程なくして戻った蝙蝠の一匹が、ある情報を持ち帰ってきた。
男が一人、まだ生きている。命乞いをしながら逃げ出した哀れな小者。
他の者は既に始末されているか、口を閉ざすに足る報いを受けたようだった。
私は即座に男の潜伏先へと向かった。
呼吸の音も立てず、窓辺に降り立つ。部屋の中では、男が安酒に口をつけながら、怯えたように窓を見張っていた。

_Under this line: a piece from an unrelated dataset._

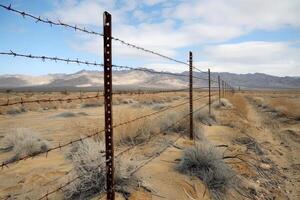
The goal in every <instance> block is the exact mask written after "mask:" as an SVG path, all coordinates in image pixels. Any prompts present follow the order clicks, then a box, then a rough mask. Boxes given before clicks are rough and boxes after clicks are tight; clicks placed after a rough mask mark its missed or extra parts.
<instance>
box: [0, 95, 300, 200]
mask: <svg viewBox="0 0 300 200" xmlns="http://www.w3.org/2000/svg"><path fill="white" fill-rule="evenodd" d="M95 94H96V93H95V92H84V93H81V94H80V93H79V92H34V93H32V92H9V93H1V94H0V104H5V103H6V102H8V100H9V102H16V101H20V100H21V101H25V100H37V99H49V98H50V99H57V98H61V99H67V98H76V97H78V96H80V95H81V96H82V97H86V96H93V95H95ZM212 99H213V103H212V113H211V114H210V115H209V113H208V108H207V106H206V107H204V108H203V109H201V110H199V111H198V112H195V113H194V136H195V140H194V141H192V140H190V139H189V121H188V119H189V118H188V117H185V118H183V117H184V116H186V115H187V114H188V113H189V110H188V108H189V104H188V101H189V98H188V93H187V92H172V93H157V94H130V93H126V94H116V95H114V96H113V121H114V125H118V124H122V123H123V122H127V121H130V120H132V122H131V123H128V124H124V125H121V126H118V127H116V128H115V129H114V143H115V164H116V169H115V170H116V174H117V175H116V180H115V181H116V191H117V193H116V199H130V200H142V199H143V200H148V199H149V200H150V199H153V200H156V199H157V200H160V199H172V200H174V199H175V200H185V199H186V200H190V199H257V200H258V199H276V200H277V199H282V200H286V199H292V200H297V199H300V156H299V153H300V144H299V143H300V92H299V91H270V90H266V91H237V92H235V93H230V92H228V93H227V94H225V96H224V97H222V98H221V101H220V102H219V98H218V93H217V91H214V92H213V97H212ZM184 102H185V104H183V103H184ZM207 103H208V98H207V91H197V92H194V110H196V109H197V108H200V107H203V106H205V105H206V104H207ZM179 104H182V105H181V106H176V105H179ZM149 113H155V114H153V115H151V116H149V117H146V118H140V119H137V118H139V117H141V116H144V115H147V114H149ZM103 118H104V108H103V99H102V97H99V98H95V99H86V100H82V99H81V100H80V99H79V100H73V101H69V102H65V101H57V102H50V103H47V102H39V103H38V102H33V103H24V104H20V105H11V106H3V107H1V108H0V161H1V163H7V162H9V161H14V160H18V158H22V157H24V156H26V155H31V154H32V155H35V154H36V153H37V152H38V153H39V154H38V155H36V156H34V157H33V158H32V159H31V158H30V159H26V160H21V161H19V162H16V163H15V162H13V163H11V164H7V166H4V167H3V168H2V169H1V170H0V180H1V181H0V199H41V198H43V197H45V198H44V199H47V198H48V199H105V185H104V182H105V181H103V176H105V173H104V171H105V170H104V169H105V165H103V164H101V163H100V165H95V163H96V164H97V163H99V161H98V160H99V159H100V160H101V159H102V160H103V155H102V154H101V152H100V150H101V148H102V149H103V139H104V133H103V132H101V131H100V130H102V129H103V124H104V119H103ZM182 118H183V119H182ZM134 119H137V120H134ZM175 122H178V123H176V124H174V125H172V124H173V123H175ZM97 132H100V133H99V134H94V133H97ZM89 135H93V137H91V138H89V139H85V140H84V141H79V142H77V143H74V144H71V145H67V146H66V147H63V148H58V149H56V150H53V151H50V152H48V153H43V151H47V149H51V148H53V147H56V146H60V145H63V144H65V143H68V142H70V141H72V140H76V139H78V138H85V137H86V136H89ZM28 138H29V139H28ZM27 140H29V142H27V143H26V142H24V141H27ZM28 143H29V144H28ZM83 147H84V148H83ZM80 148H82V149H80ZM32 149H34V150H32ZM40 152H41V153H40ZM93 156H94V157H93ZM198 156H199V157H198ZM83 157H84V158H83ZM88 159H90V160H88ZM97 159H98V160H97ZM189 159H190V160H192V159H194V161H193V162H194V164H195V163H196V164H197V165H199V166H196V168H193V167H194V166H191V164H190V163H188V162H190V161H189ZM87 160H88V161H87ZM83 162H88V164H89V165H84V167H87V166H89V168H87V169H84V167H82V166H81V164H82V163H83ZM202 162H205V163H206V165H205V167H206V168H207V170H206V171H205V170H204V171H201V170H203V166H202V164H203V163H202ZM188 164H190V165H188ZM197 167H198V168H197ZM201 167H202V168H201ZM190 169H193V171H192V172H191V170H190ZM92 170H94V171H93V172H90V171H92ZM95 170H96V171H95ZM197 170H198V171H197ZM80 173H83V175H84V177H82V176H81V175H82V174H80ZM78 176H80V178H78V179H77V180H76V181H74V182H72V183H70V184H68V185H66V186H65V184H66V183H68V182H69V181H70V180H73V179H74V177H78ZM220 177H221V178H220ZM95 179H97V180H98V179H99V180H102V181H100V182H99V181H95ZM84 183H85V184H86V185H84ZM92 184H94V186H95V187H94V188H90V189H86V188H85V187H87V188H88V187H90V186H91V185H92ZM87 185H88V186H87ZM62 186H63V187H62ZM60 187H62V188H61V189H60V190H57V191H55V190H56V189H57V188H60ZM51 191H55V192H53V193H51ZM46 194H49V195H46ZM45 195H46V196H45Z"/></svg>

情けない――自分の末路をどこかで分かっていたのだろう。
あの日、私による救出劇を演じた内の一人。それに尋問する。あの夜見たことを詳細に話せ、と。この男以外は、既に私の“目”の届く範囲には存在しなかった。
この男だけが、重要な証言を持っているだろう。
「いえ。俺はなにも見ちゃ、いないです。ええ、へへ……」
視線が泳いでいる。目の前の私より、怖いものでもあるのだろうか?
「全て話すのよ。あの夜、誰がそこに居たの。何が起きた?」
男は怯えきった声で、絞り出すように言った。
「それは、うぅ。腕が、落ちて……そう、女が。来ましたよ、若い女。最初はあんただと思った。後で来るって、仰ってたので」
“腕が落ちた”? 何かの比喩か、それとも……。
男の証言は怯えと混乱の中で真相に朧気な輪郭を与えていく。
金髪の、小柄な女――そいつがミーシャを連れ去ったのだと、はっきり言った。
正体も目的も知れぬ何者か。だが、それが私のものを奪ったという一点だけは、疑う余地がない。
ならばその女は、罪人だ。
「そういえばですね、女帝……へへ、その。報酬の方は……?」
「報酬、ね。完遂出来なかった癖に、欲しがるのかしら」
――ああ、なんて浅ましい。
「で、ですが。危険な目に遭ったんで、何割かは……」
施しをやると言った。そう、約束したわね。
「じゃあこれが、報酬というやつよ」
囁きと共に顎を持ち上げ、喉元に爪を滑らせる。声も血飛沫もない。
あるのは、命が削げ落ちる感触。そして、ただ静かな断絶だけ。
男は静かに崩れ落ちる。彼が何を恐れていたのか今となっては知る由もない。だが、どのみち価値はなかった。
「飲むにも値しない……腐った血」
踵を返し、闇に足を踏み入れる。
情報は得た。次は――その女。
「小さな金髪の女。……お前が、ミーシャを連れて行ったのね」
それが全ての元凶。私のこの胸の、ひりつきの理由。
排除すれば、全て元通りで……そう、おまえを守れるのはこの私だけなのだから。